Zoomの連携サービスを紹介します。第151回はZoomとPearson English Portal (ピアソン・イングリッシュ・ポータル)との連携です。なお、そもそも「Zoomの連携サービスって何?」という方は、第1回をご覧下さい。
大きな曲がり角を迎える出版業界
出版業界が大きな変化を迎えています。インターネットの普及で本が売れない時代、単に「紙に書かれたものを発行する」以外の付加価値を模索しているからです。背景にある、紙の本離れはいうまでもないでしょう。たとえば美容室。髪を切ってもらっている間、雑誌を手にするというのは当たり前の光景でした。それがいまではタブレットに置き換わっています。と言うことは、それだけ雑誌が売れなくなっているということ。
データで見ても、1997年ぐらいが出版業界の市場規模の最高で、2兆6千億円程度と言われています。しかし、そこから着実に規模は小さくなっています(例外的に、2019年は市場規模が増えたというデータもあります)。2020年は1兆5千億円程度と半分まではいきませんが、大幅減。…と聞くと、「いやいや、2020年は『鬼滅の刃』が大ブームになったよね?少しは盛り返したのでは?」と思う人もいるかもしれませんが、上記の規模縮小の流れはコミックでも同じ。1997年には5,800憶円程度あった規模は2017年では2,800憶円とほぼ半減。厳しい状況が続いています。
これに対応するために、欧米の出版社は新たな方向を模索しています。たとえば、今回のZoom連携アプリを提供しているPeason社は、老舗の学習分野の出版社。欧米の学校で使われる教科書を多数出版しています。この延長線上で、教科書の内容を確認するためのオンラインテスト、あるいは教科社の内容を暗記するための電子単語帳(Flashcard)なども提供して、「学習を支援するコンテンツ業」に生まれ変わろうとしています。

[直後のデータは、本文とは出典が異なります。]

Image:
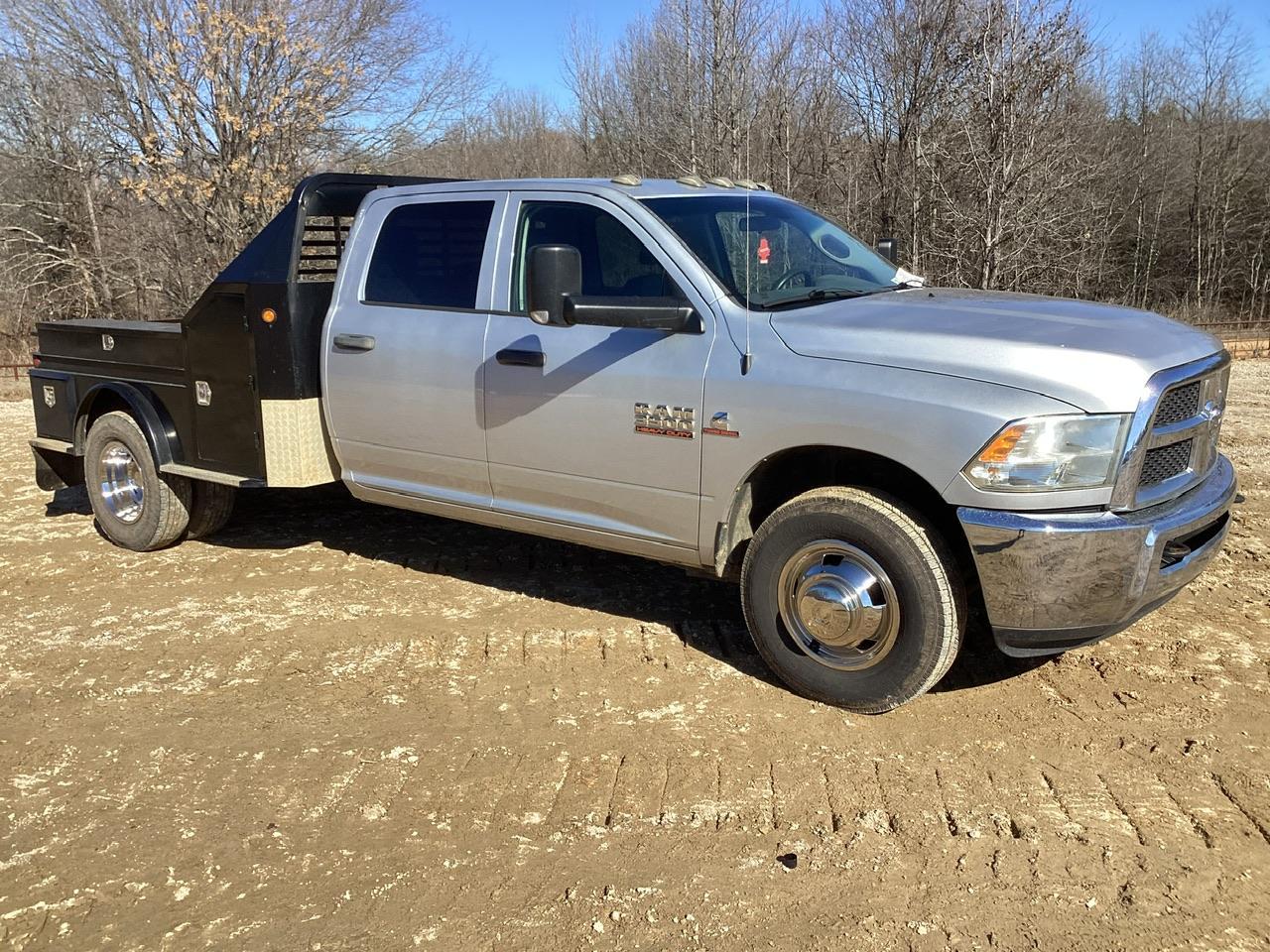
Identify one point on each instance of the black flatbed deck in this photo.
(197, 385)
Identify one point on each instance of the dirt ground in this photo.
(345, 728)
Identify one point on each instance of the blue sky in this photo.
(524, 41)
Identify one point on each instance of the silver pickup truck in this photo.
(701, 373)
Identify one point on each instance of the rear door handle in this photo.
(354, 341)
(521, 358)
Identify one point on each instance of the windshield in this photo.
(774, 252)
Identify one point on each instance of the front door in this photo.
(585, 425)
(404, 347)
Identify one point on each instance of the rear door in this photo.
(403, 347)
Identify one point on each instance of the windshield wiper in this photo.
(817, 295)
(903, 286)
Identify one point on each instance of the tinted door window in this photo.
(615, 263)
(430, 254)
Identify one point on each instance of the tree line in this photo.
(144, 141)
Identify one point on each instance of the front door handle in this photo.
(521, 358)
(354, 341)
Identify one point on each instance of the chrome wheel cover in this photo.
(838, 606)
(121, 483)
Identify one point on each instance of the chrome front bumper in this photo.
(1057, 580)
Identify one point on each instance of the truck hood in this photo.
(1095, 357)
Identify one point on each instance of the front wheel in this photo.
(852, 599)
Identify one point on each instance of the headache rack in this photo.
(321, 246)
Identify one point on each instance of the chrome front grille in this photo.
(1165, 462)
(1173, 440)
(1179, 404)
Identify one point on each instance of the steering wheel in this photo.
(784, 281)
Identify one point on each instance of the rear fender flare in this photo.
(146, 411)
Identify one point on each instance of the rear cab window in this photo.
(429, 254)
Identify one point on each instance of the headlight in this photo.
(1046, 453)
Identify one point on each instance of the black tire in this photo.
(209, 509)
(924, 585)
(164, 503)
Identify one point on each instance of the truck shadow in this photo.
(703, 613)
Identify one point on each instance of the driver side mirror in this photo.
(556, 276)
(556, 298)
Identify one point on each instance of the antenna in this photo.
(747, 359)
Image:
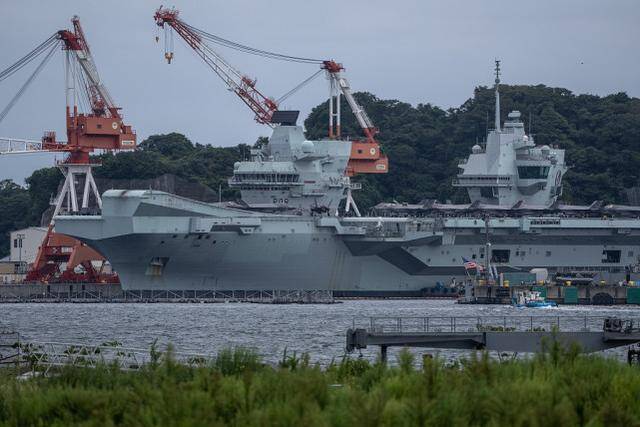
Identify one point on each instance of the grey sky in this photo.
(411, 50)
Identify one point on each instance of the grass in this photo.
(557, 388)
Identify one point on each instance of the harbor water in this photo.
(269, 329)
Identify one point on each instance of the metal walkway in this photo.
(528, 334)
(87, 293)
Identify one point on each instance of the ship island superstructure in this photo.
(288, 231)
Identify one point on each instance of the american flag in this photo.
(471, 265)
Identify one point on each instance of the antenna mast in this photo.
(497, 95)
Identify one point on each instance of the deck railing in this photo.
(454, 324)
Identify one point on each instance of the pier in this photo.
(113, 293)
(591, 294)
(527, 334)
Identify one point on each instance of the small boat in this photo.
(532, 299)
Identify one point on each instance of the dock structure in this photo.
(113, 293)
(526, 334)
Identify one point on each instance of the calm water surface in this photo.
(269, 329)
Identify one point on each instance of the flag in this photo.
(471, 265)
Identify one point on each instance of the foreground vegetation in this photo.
(554, 389)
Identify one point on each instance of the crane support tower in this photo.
(366, 156)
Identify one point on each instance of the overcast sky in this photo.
(416, 51)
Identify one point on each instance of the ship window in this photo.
(611, 256)
(486, 191)
(500, 255)
(533, 172)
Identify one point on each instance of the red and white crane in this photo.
(366, 156)
(100, 128)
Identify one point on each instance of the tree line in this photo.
(424, 144)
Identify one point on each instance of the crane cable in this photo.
(248, 49)
(20, 63)
(299, 86)
(24, 87)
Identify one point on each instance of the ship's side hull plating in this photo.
(160, 241)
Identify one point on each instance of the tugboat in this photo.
(532, 299)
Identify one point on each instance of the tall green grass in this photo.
(557, 388)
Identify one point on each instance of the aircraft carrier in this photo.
(289, 231)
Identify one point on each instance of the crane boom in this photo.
(99, 97)
(243, 86)
(340, 83)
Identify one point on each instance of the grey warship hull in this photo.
(513, 223)
(156, 240)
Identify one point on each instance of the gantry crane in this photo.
(100, 128)
(366, 156)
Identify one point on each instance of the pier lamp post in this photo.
(20, 237)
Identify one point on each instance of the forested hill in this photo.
(424, 144)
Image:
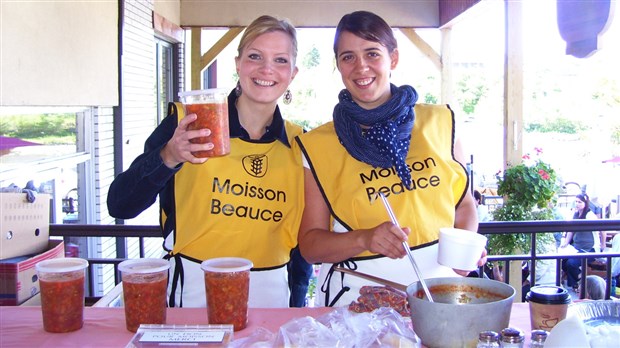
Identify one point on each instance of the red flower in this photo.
(543, 174)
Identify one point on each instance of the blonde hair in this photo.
(267, 24)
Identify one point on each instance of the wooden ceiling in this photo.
(322, 13)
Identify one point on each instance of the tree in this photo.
(312, 59)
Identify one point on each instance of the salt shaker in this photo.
(488, 339)
(512, 338)
(538, 338)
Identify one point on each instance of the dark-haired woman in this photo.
(380, 140)
(583, 242)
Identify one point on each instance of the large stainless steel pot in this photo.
(463, 308)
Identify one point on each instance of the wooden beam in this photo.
(513, 83)
(423, 46)
(513, 106)
(167, 28)
(195, 61)
(447, 76)
(215, 50)
(200, 61)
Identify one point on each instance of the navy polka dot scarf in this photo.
(384, 141)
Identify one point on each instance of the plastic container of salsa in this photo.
(227, 283)
(144, 291)
(211, 107)
(62, 293)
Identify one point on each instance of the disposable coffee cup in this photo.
(61, 284)
(144, 291)
(211, 107)
(548, 306)
(460, 249)
(227, 283)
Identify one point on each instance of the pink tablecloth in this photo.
(105, 327)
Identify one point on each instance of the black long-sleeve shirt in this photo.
(137, 188)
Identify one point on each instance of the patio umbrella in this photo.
(9, 143)
(613, 160)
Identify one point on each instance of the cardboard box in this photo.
(24, 226)
(18, 277)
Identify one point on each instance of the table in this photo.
(105, 327)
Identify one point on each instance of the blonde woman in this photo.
(214, 207)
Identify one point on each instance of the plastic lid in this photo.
(226, 264)
(548, 294)
(203, 91)
(144, 265)
(61, 265)
(512, 335)
(464, 237)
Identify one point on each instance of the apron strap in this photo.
(325, 288)
(177, 277)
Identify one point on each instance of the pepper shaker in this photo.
(488, 339)
(512, 338)
(538, 338)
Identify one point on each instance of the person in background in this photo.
(483, 211)
(615, 263)
(260, 224)
(583, 242)
(595, 288)
(380, 140)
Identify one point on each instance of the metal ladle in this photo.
(413, 263)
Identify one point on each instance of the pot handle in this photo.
(395, 285)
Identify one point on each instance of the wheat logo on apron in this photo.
(255, 165)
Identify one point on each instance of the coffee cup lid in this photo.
(548, 294)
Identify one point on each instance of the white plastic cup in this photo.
(227, 284)
(211, 107)
(144, 291)
(62, 293)
(460, 249)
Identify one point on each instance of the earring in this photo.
(238, 89)
(288, 97)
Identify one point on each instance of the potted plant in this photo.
(529, 190)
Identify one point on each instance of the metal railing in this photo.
(531, 227)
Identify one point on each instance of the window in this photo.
(164, 77)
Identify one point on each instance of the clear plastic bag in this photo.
(383, 327)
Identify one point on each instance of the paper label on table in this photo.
(183, 336)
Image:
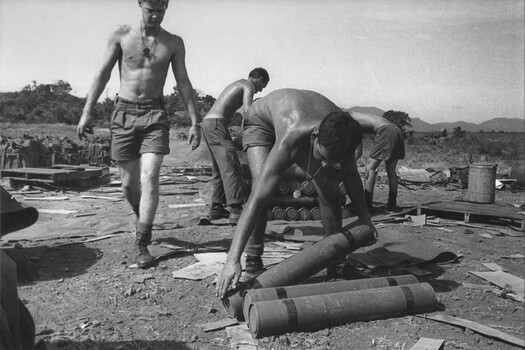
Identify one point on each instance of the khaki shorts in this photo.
(139, 127)
(388, 144)
(257, 133)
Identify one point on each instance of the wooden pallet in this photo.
(58, 175)
(468, 209)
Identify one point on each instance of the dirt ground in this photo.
(87, 297)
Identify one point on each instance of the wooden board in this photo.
(494, 210)
(56, 174)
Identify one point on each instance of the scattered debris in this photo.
(503, 280)
(214, 326)
(476, 327)
(428, 344)
(57, 211)
(186, 205)
(241, 338)
(52, 198)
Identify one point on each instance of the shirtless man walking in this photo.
(227, 180)
(139, 122)
(294, 126)
(388, 146)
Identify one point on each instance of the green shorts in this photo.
(388, 144)
(139, 127)
(257, 133)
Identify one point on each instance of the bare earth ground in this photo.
(88, 298)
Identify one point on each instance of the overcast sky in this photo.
(438, 60)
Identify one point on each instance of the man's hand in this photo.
(84, 128)
(194, 137)
(231, 272)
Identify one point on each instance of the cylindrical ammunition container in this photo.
(315, 213)
(294, 172)
(311, 313)
(342, 189)
(482, 183)
(301, 290)
(292, 213)
(304, 213)
(308, 188)
(278, 213)
(295, 186)
(283, 187)
(304, 263)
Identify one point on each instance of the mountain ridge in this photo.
(419, 125)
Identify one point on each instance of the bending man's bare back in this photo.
(284, 128)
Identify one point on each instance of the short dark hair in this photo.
(339, 134)
(259, 73)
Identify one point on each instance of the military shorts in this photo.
(139, 127)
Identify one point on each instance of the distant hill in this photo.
(419, 125)
(370, 110)
(495, 124)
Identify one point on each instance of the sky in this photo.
(437, 60)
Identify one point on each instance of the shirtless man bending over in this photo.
(227, 179)
(388, 146)
(139, 122)
(303, 127)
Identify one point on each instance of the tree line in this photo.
(54, 103)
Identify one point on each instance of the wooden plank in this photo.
(428, 344)
(497, 209)
(503, 280)
(476, 327)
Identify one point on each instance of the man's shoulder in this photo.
(123, 29)
(173, 38)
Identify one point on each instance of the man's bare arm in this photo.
(354, 187)
(277, 162)
(178, 65)
(247, 98)
(111, 56)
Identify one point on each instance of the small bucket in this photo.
(482, 182)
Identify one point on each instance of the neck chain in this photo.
(309, 178)
(146, 51)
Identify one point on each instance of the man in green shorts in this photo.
(227, 179)
(388, 146)
(303, 127)
(139, 122)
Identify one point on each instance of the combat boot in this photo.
(391, 205)
(142, 240)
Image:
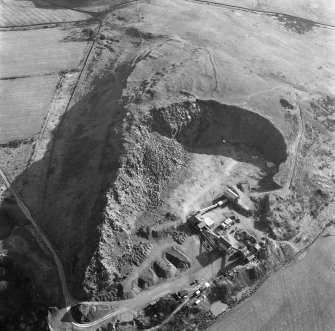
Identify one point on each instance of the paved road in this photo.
(259, 11)
(67, 296)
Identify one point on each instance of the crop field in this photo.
(37, 52)
(25, 103)
(316, 10)
(15, 13)
(298, 298)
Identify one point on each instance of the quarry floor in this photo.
(236, 57)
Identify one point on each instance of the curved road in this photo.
(67, 296)
(69, 300)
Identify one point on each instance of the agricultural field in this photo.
(18, 13)
(25, 103)
(316, 10)
(38, 52)
(94, 6)
(41, 63)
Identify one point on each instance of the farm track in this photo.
(67, 296)
(259, 11)
(47, 24)
(300, 136)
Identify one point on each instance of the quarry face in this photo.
(181, 116)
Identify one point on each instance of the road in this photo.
(69, 300)
(259, 11)
(168, 319)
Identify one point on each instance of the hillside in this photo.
(149, 111)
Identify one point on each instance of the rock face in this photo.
(204, 123)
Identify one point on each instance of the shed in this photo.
(209, 222)
(218, 308)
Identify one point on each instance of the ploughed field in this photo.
(29, 75)
(176, 100)
(24, 12)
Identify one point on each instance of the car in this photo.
(183, 294)
(196, 293)
(197, 302)
(205, 286)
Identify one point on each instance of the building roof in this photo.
(218, 308)
(208, 221)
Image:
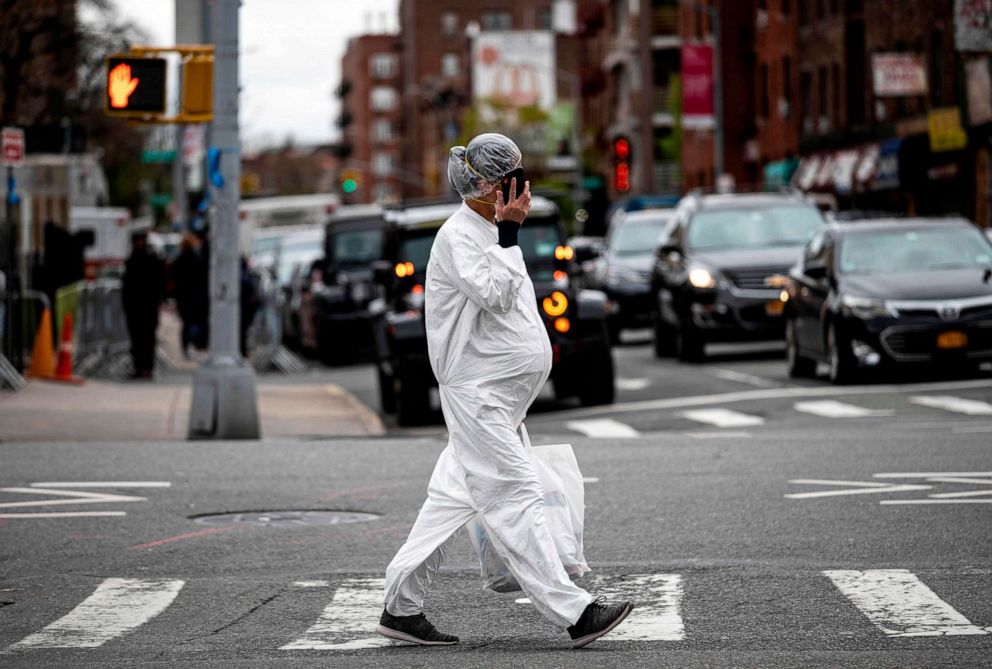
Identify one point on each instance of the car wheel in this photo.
(412, 400)
(664, 338)
(799, 367)
(387, 392)
(689, 343)
(843, 367)
(598, 378)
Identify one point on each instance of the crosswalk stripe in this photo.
(723, 417)
(116, 607)
(954, 404)
(657, 614)
(900, 604)
(602, 427)
(835, 409)
(349, 621)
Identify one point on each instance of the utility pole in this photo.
(224, 403)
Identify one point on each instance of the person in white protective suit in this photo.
(490, 352)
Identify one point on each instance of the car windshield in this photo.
(914, 250)
(538, 239)
(753, 228)
(637, 237)
(297, 253)
(357, 247)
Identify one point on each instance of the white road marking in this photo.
(851, 488)
(116, 607)
(102, 484)
(349, 621)
(899, 604)
(632, 384)
(741, 377)
(70, 497)
(723, 417)
(835, 409)
(955, 404)
(65, 514)
(657, 614)
(603, 427)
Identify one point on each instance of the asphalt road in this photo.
(788, 524)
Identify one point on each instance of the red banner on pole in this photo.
(697, 84)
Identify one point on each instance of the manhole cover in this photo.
(286, 518)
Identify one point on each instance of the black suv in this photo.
(576, 319)
(720, 273)
(343, 295)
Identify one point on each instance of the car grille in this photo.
(754, 279)
(917, 343)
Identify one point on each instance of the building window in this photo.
(382, 130)
(382, 164)
(450, 65)
(449, 24)
(500, 20)
(383, 98)
(383, 65)
(787, 84)
(763, 93)
(544, 19)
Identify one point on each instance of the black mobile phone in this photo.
(508, 178)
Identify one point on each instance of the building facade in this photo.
(371, 120)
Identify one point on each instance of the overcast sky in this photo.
(290, 59)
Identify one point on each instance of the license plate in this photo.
(953, 339)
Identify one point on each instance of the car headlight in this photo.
(865, 307)
(700, 277)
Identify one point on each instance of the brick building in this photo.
(371, 118)
(737, 64)
(641, 64)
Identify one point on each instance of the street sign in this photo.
(135, 85)
(13, 147)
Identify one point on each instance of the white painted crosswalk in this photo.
(896, 602)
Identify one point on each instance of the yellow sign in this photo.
(944, 127)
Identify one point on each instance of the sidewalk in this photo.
(103, 411)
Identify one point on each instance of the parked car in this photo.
(881, 293)
(575, 318)
(628, 259)
(719, 273)
(345, 288)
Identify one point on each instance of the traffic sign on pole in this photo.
(13, 147)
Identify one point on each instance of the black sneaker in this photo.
(597, 620)
(415, 629)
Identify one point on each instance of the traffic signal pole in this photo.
(224, 399)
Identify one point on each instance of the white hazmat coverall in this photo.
(490, 353)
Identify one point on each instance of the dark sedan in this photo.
(719, 274)
(630, 246)
(875, 294)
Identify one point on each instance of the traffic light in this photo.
(135, 85)
(621, 165)
(198, 85)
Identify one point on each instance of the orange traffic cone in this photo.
(42, 353)
(63, 372)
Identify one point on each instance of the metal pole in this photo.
(224, 402)
(718, 167)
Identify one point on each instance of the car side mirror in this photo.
(382, 272)
(816, 270)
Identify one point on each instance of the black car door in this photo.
(812, 293)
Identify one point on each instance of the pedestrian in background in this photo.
(142, 292)
(188, 274)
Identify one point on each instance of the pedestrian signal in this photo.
(135, 85)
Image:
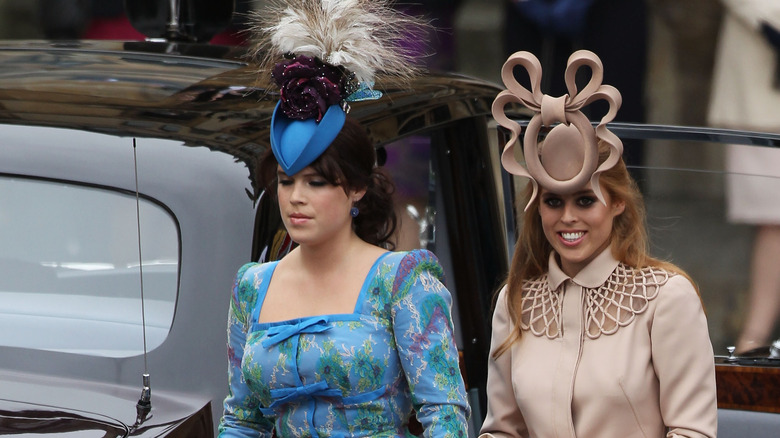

その一環が、Peason English Portalです。
Peason社の持つ膨大な英語学習コンテンツを活かす
では、ウェブサイトを見てみましょう。
The Pearson English Portal gives access in one place to the English teaching and learning tools and resources that accompany our courses.
Peason English Portaは、私たちのコースに関連する英語の授業と学習ツールや様々なリソースを一カ所で利用できる場です
とのこと。具体的には、
- New Test Generator (ウェブテスト自動生成)
- Student’s Interactive eBooks (インタラクティブeブック)
- Online Practice and Gradebook (オンライン練習帳と通知表)
などが提供されています。
Peason社の持つ膨大な英語学習コンテンツをオンライン化、そしてテストやインタラクティブブックなどの別メディア化するというのは、学習者にとってもありがたいものです。
Zoom連携でオンライン授業を効率化できるだが…
では、ZoomとPeason English Portanの連携を見てみましょう。
When Pearson English Portal and Zoom are connected you can manage all your class events in PEP calendar. When you are using a Pearson Product on PEP, the calendar will be synchronized with all your classes and manage the notifications for you and your students so they will not miss any of the classes.
Zoomの連携で、Peason Egnlish Portal上でオンラインクラスを管理できます。Peasonのプロダクトを使うようにスケジュールすると、自動的に生徒に通知がいき、生徒が見逃すことがないようにできます。
英語学習という観点では、スカイプによる授業はすっかり根付き、ウェブとの相性の良さが証明されています。上述のPeason社の持つ膨大な英語コンテンツと、オンライン授業が組み合わさると、強力なコンテンツになりそうです。
ただ、スカイプによる英語授業は価格競争が厳しいビジネスです。当連載「第15回 Zoomと語学学校プラットフォームLangLionを連携」でも紹介したとおり、国内最安値のDMM英会話では、1レッスン30分が100円や200円ぐらいの価格になっています。Peasonをはじめとした欧米出版社は、どちらかという戦い商材を販売してきた経緯がありますから、このマーケットで戦うのは厳しいでしょう。だとしたら、Peason社には、さらに自社のコンテンツを活かす「次の一手」が求められている気もします。